Fig. 9 shows a cross section along line IX-IX. This shows the deformation of the sheet metal blanks 22 and 23 connected to one another by the soldered connection 21 in this tank area. In this deformation, the upper Blechzu cut 22 has been bent obliquely upwards by the hot pressure medium introduced into the mold, while the lower sheet metal blank 23 has been bent away from the sheet metal blank 22 at an angle of 90 ° and then further bent. The protrusion 24 of the sheet metal blank 22 has been bent towards the formed sheet metal blank 23 .

FIG. 10 shows a cross section along line XX and illustrates the position and orientation of the sheet metal blanks 22 , 23 shown in FIG. 6 lying on top of one another after they have been formed.

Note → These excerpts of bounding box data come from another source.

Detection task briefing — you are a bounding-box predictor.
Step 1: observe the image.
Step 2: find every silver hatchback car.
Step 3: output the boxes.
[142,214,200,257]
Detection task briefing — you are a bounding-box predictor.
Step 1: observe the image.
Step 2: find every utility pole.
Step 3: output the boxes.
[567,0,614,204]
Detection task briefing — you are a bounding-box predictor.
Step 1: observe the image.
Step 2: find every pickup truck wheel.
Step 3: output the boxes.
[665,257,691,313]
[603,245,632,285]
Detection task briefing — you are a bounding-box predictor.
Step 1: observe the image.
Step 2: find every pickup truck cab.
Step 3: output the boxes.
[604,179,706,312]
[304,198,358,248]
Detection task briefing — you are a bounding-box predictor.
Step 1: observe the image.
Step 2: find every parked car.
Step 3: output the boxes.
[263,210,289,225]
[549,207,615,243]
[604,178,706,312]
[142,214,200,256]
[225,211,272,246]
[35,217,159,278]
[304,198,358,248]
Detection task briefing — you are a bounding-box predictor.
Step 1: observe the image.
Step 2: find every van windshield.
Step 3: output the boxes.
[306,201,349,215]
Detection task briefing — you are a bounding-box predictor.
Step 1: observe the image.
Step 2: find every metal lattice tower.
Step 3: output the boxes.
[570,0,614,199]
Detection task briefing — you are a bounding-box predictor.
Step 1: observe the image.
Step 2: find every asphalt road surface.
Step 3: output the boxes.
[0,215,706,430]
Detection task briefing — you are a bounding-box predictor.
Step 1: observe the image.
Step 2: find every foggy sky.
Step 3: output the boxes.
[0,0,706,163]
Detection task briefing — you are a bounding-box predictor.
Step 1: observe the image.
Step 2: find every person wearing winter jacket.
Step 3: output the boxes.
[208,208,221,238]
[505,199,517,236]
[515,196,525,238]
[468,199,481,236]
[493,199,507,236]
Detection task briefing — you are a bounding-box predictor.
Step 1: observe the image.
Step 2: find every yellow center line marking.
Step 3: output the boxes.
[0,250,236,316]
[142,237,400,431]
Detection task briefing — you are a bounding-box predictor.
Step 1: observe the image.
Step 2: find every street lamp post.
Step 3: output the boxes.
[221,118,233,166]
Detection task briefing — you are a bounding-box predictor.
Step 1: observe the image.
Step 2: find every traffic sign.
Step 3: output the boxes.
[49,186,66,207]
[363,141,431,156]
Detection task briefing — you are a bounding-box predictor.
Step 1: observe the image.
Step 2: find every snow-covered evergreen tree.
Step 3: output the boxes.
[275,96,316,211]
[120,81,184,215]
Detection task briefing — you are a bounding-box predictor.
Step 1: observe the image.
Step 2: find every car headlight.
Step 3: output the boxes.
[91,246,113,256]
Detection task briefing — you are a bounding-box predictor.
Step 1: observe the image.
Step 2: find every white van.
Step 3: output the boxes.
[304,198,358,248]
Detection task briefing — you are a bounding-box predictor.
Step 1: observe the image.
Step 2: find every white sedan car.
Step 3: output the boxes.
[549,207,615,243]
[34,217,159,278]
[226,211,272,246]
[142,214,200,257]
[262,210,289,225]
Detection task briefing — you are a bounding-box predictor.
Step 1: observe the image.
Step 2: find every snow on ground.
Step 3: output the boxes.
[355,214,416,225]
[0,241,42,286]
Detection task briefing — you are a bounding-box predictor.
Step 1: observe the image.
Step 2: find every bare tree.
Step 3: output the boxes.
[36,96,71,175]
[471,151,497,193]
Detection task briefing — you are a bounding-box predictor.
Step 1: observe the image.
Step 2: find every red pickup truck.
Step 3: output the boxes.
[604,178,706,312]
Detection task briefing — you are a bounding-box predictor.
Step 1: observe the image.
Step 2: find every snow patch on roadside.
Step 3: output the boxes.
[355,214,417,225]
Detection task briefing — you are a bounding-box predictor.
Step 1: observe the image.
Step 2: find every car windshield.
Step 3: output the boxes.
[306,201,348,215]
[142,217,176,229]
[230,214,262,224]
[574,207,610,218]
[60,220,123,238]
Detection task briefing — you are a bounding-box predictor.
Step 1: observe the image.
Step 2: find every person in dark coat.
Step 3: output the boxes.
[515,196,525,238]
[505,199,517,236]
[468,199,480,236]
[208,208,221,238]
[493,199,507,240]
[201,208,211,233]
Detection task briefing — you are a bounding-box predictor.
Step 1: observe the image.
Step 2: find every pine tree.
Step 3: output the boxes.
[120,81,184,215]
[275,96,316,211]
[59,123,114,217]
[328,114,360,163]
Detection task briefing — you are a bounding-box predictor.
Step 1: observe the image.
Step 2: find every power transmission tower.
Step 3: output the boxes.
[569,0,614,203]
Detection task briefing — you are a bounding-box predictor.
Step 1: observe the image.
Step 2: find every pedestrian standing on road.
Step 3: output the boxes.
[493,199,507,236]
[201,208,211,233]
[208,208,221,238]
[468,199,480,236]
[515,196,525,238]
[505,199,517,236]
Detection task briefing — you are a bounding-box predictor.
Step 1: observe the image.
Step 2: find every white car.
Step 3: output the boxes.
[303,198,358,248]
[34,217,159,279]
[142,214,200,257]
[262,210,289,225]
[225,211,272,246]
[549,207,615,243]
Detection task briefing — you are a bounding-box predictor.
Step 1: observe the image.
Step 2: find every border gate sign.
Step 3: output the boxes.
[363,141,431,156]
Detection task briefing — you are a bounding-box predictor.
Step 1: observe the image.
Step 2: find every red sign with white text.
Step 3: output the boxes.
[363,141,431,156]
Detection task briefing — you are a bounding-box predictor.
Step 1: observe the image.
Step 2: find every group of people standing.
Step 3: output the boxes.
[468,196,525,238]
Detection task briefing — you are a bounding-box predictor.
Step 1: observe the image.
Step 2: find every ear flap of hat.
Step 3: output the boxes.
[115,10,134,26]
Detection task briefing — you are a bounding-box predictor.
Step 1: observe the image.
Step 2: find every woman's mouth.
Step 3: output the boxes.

The upper sheet metal blank 22 has been bent out of its horizontal position with the soldered connection 21 by an angle of 90 ° upwards, while the lower sheet metal cut 23 has been bent downwards by an angle of 90 ° from the soldered connection 21 . Then the protrusion 24 of the sheet metal blank 22 has been bent up to the bent sheet metal blank 23 .

Figs. 11, 12 and 13 show in cross section further soldered connections bonds 25 two flat, of superimposed aluminum sheets 26, 27, the solder 6 can be shown in place of the compound used in Fig..

Claims (10)

1. A method for producing hollow bodies made of aluminum or aluminum alloys, comprising the steps:

• 1. stacking and partially joining the edges of flat sheet metal blanks made of aluminum or an aluminum alloy by soldering,
• 2. Inserting the connected sheet metal blanks into a lockable suitable shape, and
• 3. Introducing heated oil between the sheet metal blanks, as a result of which they are deformed and arched apart to form the hollow body.

2. The method according to claim 1, characterized in that the sheet metal blanks lying on top of each other the entire circumference of the edge. 3. The method according to claim 1 or 2, using an multi-part form, characterized in that the Closing the mold cavity the inserted Sheet metal blanks at their edges between the molded parts be pinched.   4. The method according to any one of the preceding claims, characterized in that the oil is at least 150 ° C is heated. 5. Procedure according to Claim 4, characterized in that the oil to about 250 ° C is heated. 6. The method according to any one of the preceding claims, characterized in that before the introduction of the Sheet metal blanks into the shape on the edges of the Sheet metal cuts between these protruding lines or pipe socket tightly inserted and by soldering with the Sheet metal blanks are connected. 7. The method according to any one of the preceding claims, characterized in that before stacking and Join the edges by soldering two to be molded and at least bulging sheet metal blanks another one lying flat against one of these blanks Metal part with its edge on this sheet metal blank is attached after the sheets have been arched apart from the sheet metal blank supporting it to form a Partition or the like is bent away. 8. The method according to any one of the preceding claims, characterized in that before connecting the to deforming and bulging sheet metal blanks by soldering along their edges on the outside at least one sheet metal blank at least one other Metal part fastened flat against the sheet metal blank and after arching the sheet metal blanks to Formation of eyelets, fastening lugs, stops or the like by bending over from the one carrying it Sheet metal blank is bent away.   9. Method according to one of the preceding Claims, characterized in that at least one of the interconnected sheet metal blanks at least one further sheet metal blank to form a Material or wall thickening is soldered flat. 10. Method according to one of the preceding Claims, characterized in that at least one of the interconnected sheet metal blanks one Has recess, in the area on the Sheet metal cutting another an increase in volume of the Hollow body when arching the superimposed flat sheet metal blanks enabling sheet metal cutting along the Recess edges is soldered.